Questions
Why is this document marked as a duplicate?
How do I see duplicate documents?
How are emails deduplicated?
Answers
Accessdata deduplicates email and attachment records according to their family. This means that the same PDF attached to two different emails will not be marked as a duplicate unless the emails are also duplicates.
Deduplication for files outside of email types occurs by hashing the document. This process generates an MD5Hash that can be compared to see if the document is different. A single character difference will result in different MD5Hash.
Deduplication for emails uses your processing options shown below in Summation:
They will deduplicate MSGs against Emails within PSTs, MSGs against other MSGs all using the settings above.

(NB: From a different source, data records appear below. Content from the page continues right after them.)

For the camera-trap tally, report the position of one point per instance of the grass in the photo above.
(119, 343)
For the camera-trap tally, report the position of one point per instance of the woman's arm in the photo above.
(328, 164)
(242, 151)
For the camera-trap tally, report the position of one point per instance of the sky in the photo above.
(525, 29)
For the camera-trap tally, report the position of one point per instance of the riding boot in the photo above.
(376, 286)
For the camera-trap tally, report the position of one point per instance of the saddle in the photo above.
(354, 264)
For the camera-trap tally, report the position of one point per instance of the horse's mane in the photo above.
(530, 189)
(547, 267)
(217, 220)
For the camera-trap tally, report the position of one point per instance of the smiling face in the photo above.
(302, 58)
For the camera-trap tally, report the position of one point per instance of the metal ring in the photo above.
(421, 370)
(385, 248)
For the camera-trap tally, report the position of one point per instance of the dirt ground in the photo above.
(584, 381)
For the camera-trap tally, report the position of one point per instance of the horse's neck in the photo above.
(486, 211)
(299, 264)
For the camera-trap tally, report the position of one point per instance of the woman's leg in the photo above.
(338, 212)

Note: Submit and Delivery times are evaluated as duplicates down to the 10 millionth of a second.
Email Types:
- MSG
- PST
- NSF
- EML
- AOL
- DBX
- MBOX
- Other
To view the duplicates in a case you will need to choose your Options -> Quick Filters -> Show Duplicates:
Then add DeduplicateType as a column. This column will be populated with one of 3 values:
- Primary - This means there is a duplicate of this document in the database
- Secondary - This is a duplicate and will be filtered out when Hide Duplicates is on
- (Blank) - This document has no duplicates in the database
To find out which objects were flagged as duplicates of each other, review the Deduplication reports found on the reporting tab. You will find the ObjectID and the Primary ObjectID in this report.
Overview
Deduplication is a powerful tool and understanding the points above will help you quickly answer questions relating to this area.